Harvard reacts to pressure to tenure younger professors in the humanities

In a swift move to tenure one of the English department’s rising stars, the University granted an unusual internal appointment last Thursday to a 31-year-old woman who has taught at Harvard for just two years.

Assistant Professor of English and American Literature Leah Price ’91 became one of the youngest females ever tenured at the University and just the second junior faculty member to receive tenure in the department in the last 12 years.

Department leaders said the decision reflected new pressure to tenure younger faculty in the humanities and suggested it would be a pattern for future appointments.

“We hope this success will be encouraging to other junior faculty,” said department chair Lawrence Buell. “I hope that over the next half-dozen years we will see a number of promotions from the ranks of junior faculty.”

Price’s appointment follows University President Lawrence H. Summers’ call last year for departments to identify opportunities for giving tenure to younger scholars whose best work lies ahead of them. Harvard has traditionally given tenure to seasoned scholars who are in the later stages of their academic careers.

“The reality is that the academic world is changing,” said Reid Professor of English and American Literature Philip J. Fisher. “There is now active recruiting in humanities at other universities, and Harvard is being forced to start earlier.”

Assistant Professor of English and American Literature and Language Erik I. Gray said Price’s appointment fills a gap that often emerges in humanities departments between young, untenured faculty and much older full faculty members.

“There are often five or 10 years that are not represented, since in the humanities senior faculty are not hired until about 15 years into their careers,” he said, “but this appointment will change that.”

Price is currently traveling and could not be reached for comment this weekend.

Her track to tenure began in earnest last spring when the department conducted its required second-year review of her work as a junior faculty member.

“It was obvious that she was doing exceptional work here,” Buell said.

Around the same time UCLA’s English department—a strong rival of Harvard—made Price a tenure offer. Harvard’s department followed quickly with a recommendation to the Council of Deans and the president that Price become a full professor. That recommendation was approved on Thursday.

“The only option was to lose her, so the question wasn’t what you do, but rather do you act now or not at all,” Fisher said.

“We have had problems in recent years retaining our best faculty members because they often leave before they are considered for tenure,” Buell said.

The book that landed Price her new appointment is called The Anthology and the Rise of the Novel, which studies the use of literary anthologies, from the Bible to Bartlett’s Quotations.

“Whoever is appointed must be a known quantity,” Buell said. “It was important to us that her work had received a high level of acclaim and achievement from the outside world.”
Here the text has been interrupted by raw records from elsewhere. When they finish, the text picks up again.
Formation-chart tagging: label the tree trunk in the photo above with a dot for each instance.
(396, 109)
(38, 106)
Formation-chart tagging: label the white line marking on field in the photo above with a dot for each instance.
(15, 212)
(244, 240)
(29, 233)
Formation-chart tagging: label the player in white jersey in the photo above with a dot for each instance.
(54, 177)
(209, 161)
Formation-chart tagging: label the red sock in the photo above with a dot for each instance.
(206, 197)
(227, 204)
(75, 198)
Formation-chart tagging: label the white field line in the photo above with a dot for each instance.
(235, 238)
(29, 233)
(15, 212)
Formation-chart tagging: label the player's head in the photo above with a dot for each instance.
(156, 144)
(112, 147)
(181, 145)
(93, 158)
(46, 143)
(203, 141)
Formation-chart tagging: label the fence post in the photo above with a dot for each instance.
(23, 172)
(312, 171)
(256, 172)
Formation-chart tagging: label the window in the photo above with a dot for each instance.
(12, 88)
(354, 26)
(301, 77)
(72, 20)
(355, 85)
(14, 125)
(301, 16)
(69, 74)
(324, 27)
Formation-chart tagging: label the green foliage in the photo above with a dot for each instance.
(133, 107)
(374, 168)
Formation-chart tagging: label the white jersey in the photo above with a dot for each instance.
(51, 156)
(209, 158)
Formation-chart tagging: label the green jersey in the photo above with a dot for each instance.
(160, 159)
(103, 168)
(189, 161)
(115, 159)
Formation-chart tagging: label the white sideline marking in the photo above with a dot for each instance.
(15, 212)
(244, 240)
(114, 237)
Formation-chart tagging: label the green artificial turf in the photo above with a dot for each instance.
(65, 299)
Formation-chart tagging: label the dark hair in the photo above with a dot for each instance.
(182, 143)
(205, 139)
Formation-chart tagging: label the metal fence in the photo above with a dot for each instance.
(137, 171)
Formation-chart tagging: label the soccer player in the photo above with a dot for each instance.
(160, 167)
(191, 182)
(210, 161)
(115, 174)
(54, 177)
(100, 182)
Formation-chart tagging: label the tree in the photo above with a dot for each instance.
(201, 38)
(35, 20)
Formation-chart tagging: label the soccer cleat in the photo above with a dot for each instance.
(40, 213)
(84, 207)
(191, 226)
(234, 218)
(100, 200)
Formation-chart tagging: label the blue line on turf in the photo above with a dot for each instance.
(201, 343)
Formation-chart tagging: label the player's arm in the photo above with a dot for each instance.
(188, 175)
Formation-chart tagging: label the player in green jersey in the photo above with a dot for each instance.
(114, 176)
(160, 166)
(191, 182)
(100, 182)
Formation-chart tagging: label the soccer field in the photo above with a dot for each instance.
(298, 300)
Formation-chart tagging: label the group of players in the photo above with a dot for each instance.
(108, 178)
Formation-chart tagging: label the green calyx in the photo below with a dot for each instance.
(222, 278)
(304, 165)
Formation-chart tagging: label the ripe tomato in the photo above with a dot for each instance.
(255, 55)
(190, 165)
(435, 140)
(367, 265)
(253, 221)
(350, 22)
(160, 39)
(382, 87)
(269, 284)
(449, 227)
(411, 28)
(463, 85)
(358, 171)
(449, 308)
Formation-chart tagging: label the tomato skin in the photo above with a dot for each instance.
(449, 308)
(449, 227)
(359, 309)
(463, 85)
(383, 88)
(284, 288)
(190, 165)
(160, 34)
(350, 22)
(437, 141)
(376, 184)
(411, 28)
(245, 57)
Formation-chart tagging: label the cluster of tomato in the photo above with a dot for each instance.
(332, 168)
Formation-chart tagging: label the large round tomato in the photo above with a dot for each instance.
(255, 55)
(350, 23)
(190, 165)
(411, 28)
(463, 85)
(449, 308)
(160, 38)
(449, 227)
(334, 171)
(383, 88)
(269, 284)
More unusual is Price’s promotion just two years after she was appointed an assistant professor.

“The humanities are unlike the sciences, where people often do their best work by age 30 or 35,” Fisher said.

Price began her education at Harvard, graduating summa cum laude in literature in 1991. She was elected to Phi Beta Kappa and received a Hoopes Prize for her thesis “Lery and Cervantes.”

She received a doctorate in comparative literature from Yale University in 1998 and spent the next three years as a research fellow in England, at Cambridge University.

Price is on leave this year at the Stanford University Humanities Center, where she is conducting research for her next book project on the “secretarial imagination” and novels in the age of communication.

A specialist in the Victorian novel, Price has published broadly on 19th- and 20th-century British fiction, especially how anthologies, abridgements and compilations of quotations have changed the way the novels have been received.

“She brings a kind of quirky, fresh, subversive account of the real-life of novels to her classes,” Fisher said.

Price has taught several courses at Harvard, including a freshman seminar “Victorian Literature and Technology,” an introductory course “Rhetorics of Reading” and honors seminars “Sexing Victorian Fiction” and “Gender Writing in Victorian Culture.”